I recently assigned a short reflection essay to my freshman college students. The topic was the rights and responsibilities of voting; I asked which mattered more to the student: the right to vote, or the responsibility to vote (or if they were equal in importance). I then requested that they explain their reasoning.

Let’s just say that I didn’t get too many deeply-considered responses, and I could mention that more than one student wrote about ballets instead of ballots.

But before I sigh too deeply or launch into a rant about the lack of interest young people show about governing the country, I must stop myself. After all, these students are 17 and 18 years old. They have not felt engaged in the process of self-governance of any kind–with a few exceptions–including the responsibilities of adulthood in most of its forms. They are still being financially supported by their families. They have meal plans, so they seldom have to go food shopping, budget their dollars and their nutritional needs, or worry about going hungry. They are emerging from the narcissistic and peer-driven teen years and haven’t had much reason to examine public policy or how it affects them. They haven’t learned yet about fallacies, straw men, slippery slope reasoning, ad hominem attacks, circular arguments, and the ways certain uses of rhetoric can persuade us from rational paths.

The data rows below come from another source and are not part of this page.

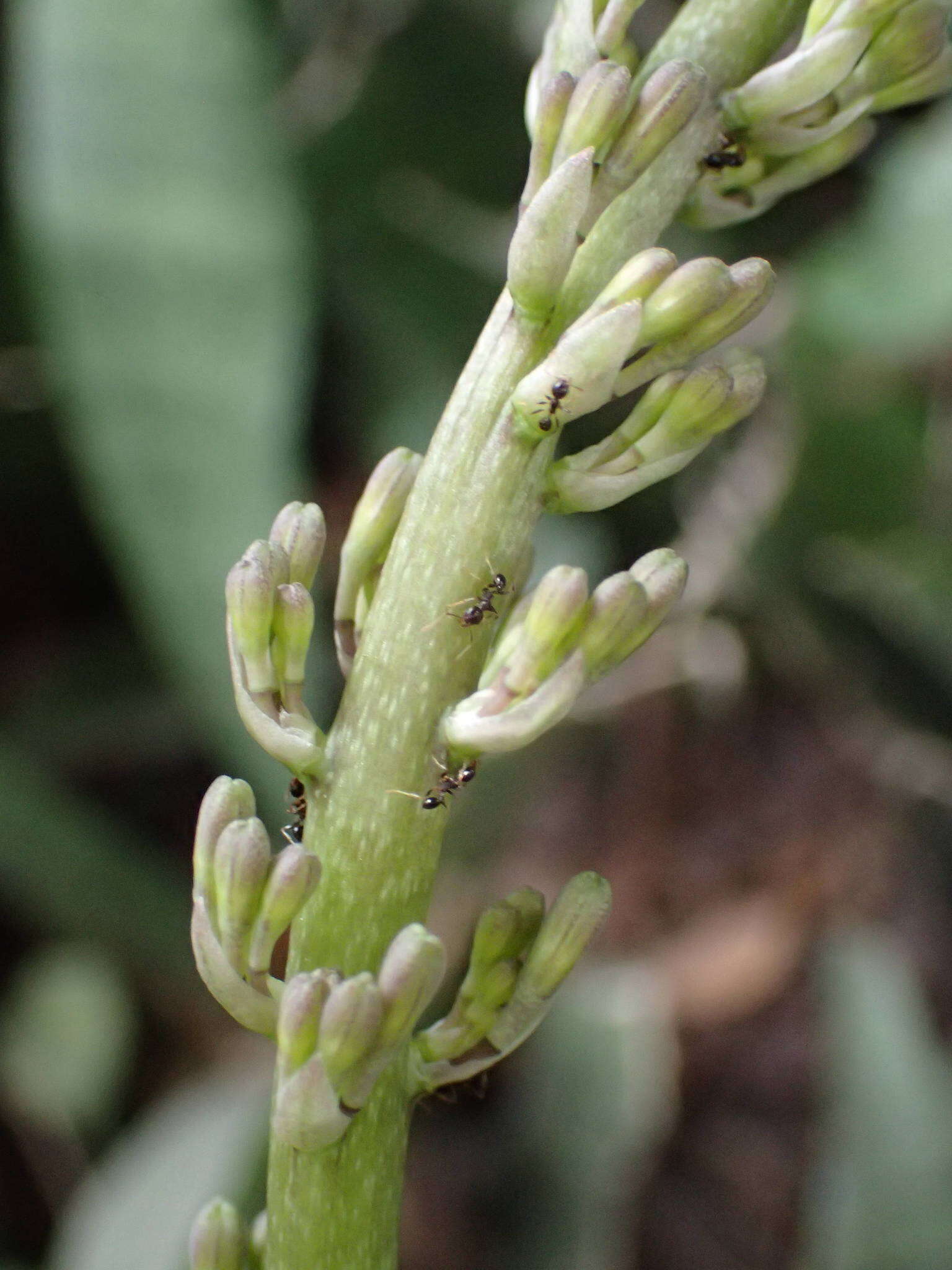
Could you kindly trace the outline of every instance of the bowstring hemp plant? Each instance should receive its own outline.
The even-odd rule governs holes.
[[[671,475],[764,390],[749,351],[697,358],[765,305],[767,262],[678,264],[654,244],[677,215],[704,227],[758,215],[848,163],[878,112],[952,84],[933,0],[688,0],[644,61],[628,36],[637,4],[556,5],[528,85],[508,284],[428,453],[381,460],[344,542],[347,687],[326,734],[302,695],[320,509],[286,507],[228,575],[237,709],[300,800],[277,855],[241,780],[220,777],[198,818],[198,969],[240,1024],[274,1038],[277,1069],[267,1213],[248,1229],[226,1200],[208,1204],[194,1270],[396,1266],[414,1101],[532,1033],[609,904],[593,872],[548,912],[531,888],[493,904],[449,1012],[416,1030],[444,972],[423,925],[444,828],[432,805],[481,756],[562,719],[685,580],[658,550],[592,593],[562,565],[522,594],[536,521]],[[795,51],[769,62],[798,22]],[[556,458],[562,429],[614,398],[632,398],[625,422]],[[500,620],[484,620],[495,606]],[[402,796],[428,790],[426,805]],[[270,959],[288,926],[279,982]]]

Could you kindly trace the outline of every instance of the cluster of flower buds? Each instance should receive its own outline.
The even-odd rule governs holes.
[[[322,756],[324,738],[301,695],[325,538],[316,503],[288,503],[225,584],[239,715],[264,751],[298,773],[319,772]]]
[[[385,455],[354,508],[340,550],[334,598],[334,643],[345,676],[350,673],[383,561],[421,462],[421,456],[405,446]]]
[[[251,1031],[275,1034],[274,945],[312,894],[317,857],[296,842],[272,855],[245,781],[220,776],[198,813],[192,946],[212,996]]]
[[[773,272],[755,257],[730,267],[715,257],[702,257],[678,267],[675,257],[664,248],[638,251],[569,326],[548,356],[517,385],[512,396],[514,428],[526,439],[538,442],[560,420],[589,414],[612,398],[687,366],[746,325],[772,291]],[[731,376],[724,372],[724,378]],[[553,386],[559,386],[559,392]],[[749,414],[759,396],[760,390],[754,394],[748,386],[741,392],[739,387],[730,423]],[[685,394],[680,414],[687,409]],[[715,431],[727,425],[718,419]],[[689,427],[702,427],[701,415],[679,423],[682,432]],[[626,444],[636,439],[631,427],[622,434]],[[618,452],[614,450],[612,457]],[[654,479],[660,475],[664,474]],[[553,502],[552,509],[576,508]]]
[[[592,596],[584,569],[550,569],[509,615],[477,691],[444,716],[448,751],[496,753],[536,740],[645,643],[685,580],[687,565],[668,549],[605,578]]]
[[[869,116],[952,88],[948,11],[934,0],[814,0],[800,46],[722,99],[731,145],[712,155],[684,218],[749,220],[868,145]]]
[[[444,968],[442,942],[414,923],[395,936],[376,978],[312,970],[289,979],[278,1010],[274,1134],[298,1151],[343,1137],[409,1041]]]
[[[536,1030],[602,925],[611,894],[604,878],[583,872],[547,914],[542,895],[528,886],[482,913],[449,1013],[414,1040],[421,1088],[477,1076]]]
[[[617,226],[602,232],[603,215],[704,100],[704,72],[687,61],[668,62],[640,88],[633,84],[637,55],[627,27],[636,8],[637,0],[604,6],[562,0],[529,79],[532,151],[508,267],[509,291],[529,321],[548,320],[556,307],[562,318],[574,316],[600,286],[592,283],[605,276],[604,258],[611,273],[630,254]],[[595,250],[590,244],[579,250],[590,234]]]

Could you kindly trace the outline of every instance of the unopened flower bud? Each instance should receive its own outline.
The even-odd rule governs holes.
[[[267,974],[274,945],[305,907],[320,876],[317,856],[296,842],[274,857],[248,946],[253,977]]]
[[[227,824],[215,848],[221,946],[239,974],[244,974],[248,965],[245,949],[268,880],[270,859],[268,831],[256,817]]]
[[[529,597],[519,643],[500,676],[513,698],[534,692],[574,646],[585,622],[588,601],[584,569],[556,565],[542,578]]]
[[[393,936],[377,975],[383,998],[380,1043],[402,1044],[433,999],[446,970],[443,942],[425,926],[413,922]]]
[[[317,1048],[327,1078],[345,1104],[341,1081],[377,1046],[382,1022],[383,997],[367,972],[344,979],[327,997]]]
[[[215,919],[215,847],[221,832],[232,820],[244,820],[255,814],[255,796],[246,781],[218,776],[208,786],[202,799],[195,824],[195,846],[192,856],[193,894],[204,898],[208,913]]]
[[[188,1255],[192,1270],[242,1270],[248,1229],[226,1199],[213,1199],[192,1226]]]
[[[354,617],[360,589],[390,549],[421,462],[421,457],[405,446],[391,450],[371,472],[354,508],[340,549],[334,599],[334,641],[344,674],[350,673],[357,650]]]
[[[730,271],[713,255],[688,260],[645,301],[641,347],[673,339],[722,305],[734,290]]]
[[[542,182],[552,171],[552,155],[562,131],[565,112],[575,91],[575,79],[561,71],[542,88],[536,114],[536,130],[529,151],[529,171],[519,199],[519,215],[526,211],[538,193]]]
[[[583,150],[555,169],[526,208],[509,244],[509,291],[533,320],[551,312],[575,255],[579,221],[592,189],[593,154]]]
[[[288,503],[274,518],[268,537],[288,558],[288,580],[300,582],[310,591],[327,541],[320,507],[316,503]]]
[[[726,94],[722,108],[727,127],[749,127],[821,100],[845,80],[868,42],[864,29],[821,32]]]
[[[231,629],[253,693],[273,692],[278,686],[270,659],[272,618],[274,592],[287,580],[284,551],[259,538],[234,565],[225,583]]]
[[[611,57],[622,43],[641,4],[644,0],[608,0],[595,27],[595,47],[603,57]]]
[[[947,47],[947,10],[932,0],[902,5],[869,44],[840,100],[878,93],[928,66]]]
[[[321,1011],[338,975],[330,970],[296,974],[284,984],[278,1006],[278,1053],[286,1072],[293,1072],[314,1054]]]
[[[631,72],[623,66],[609,61],[590,66],[572,93],[552,163],[559,165],[589,146],[600,155],[622,122],[630,88]]]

They do not usually even understand rationality. They are all emotion and denial, but there is an underlying current of curiosity beginning to stir in their souls. Usually.

At least a few of my students, all of whom are “beginning” writers who lack confidence in written expression, produced brief reflections on what rights are and how they differ from personal, cultural, community, or social responsibilities. Even the least reflective students recognized that the Constitutional right to vote is crucial to a democracy; the more adventurous students argued with themselves about how important it is to “vote well” (ie, to be an informed citizen when one casts a vote). A few decided that if a person votes based on looks or culture or without an understanding of the issues or of how our government operates, that citizen is irresponsible, and it would be better if such citizens refrained from voting.

Then, most of these students added that they would not be voting this November, because they are uninformed.

If my classroom is representative, the US presidential candidates have not been effective among the youth vote. There were a number of students, however, who felt that the privilege of voting is so significant that they fully intend to vote in this election (their first ever); and they say they intend to inform themselves of the issues that matter both to themselves individually and to the nation as a whole.

One-fifth of my class plans to vote. Voting turnout usually runs from 36% to 55% nationally–I have looked at several sites and gotten conflicting numbers–so my students indicate a lower-than-average turnout rate. I hope that after they’ve spent four years in college and taken philosophy and marketing and communication and history and criminal justice courses, they will be more likely to participate in the “responsible” part of being a citizen who has the right to vote.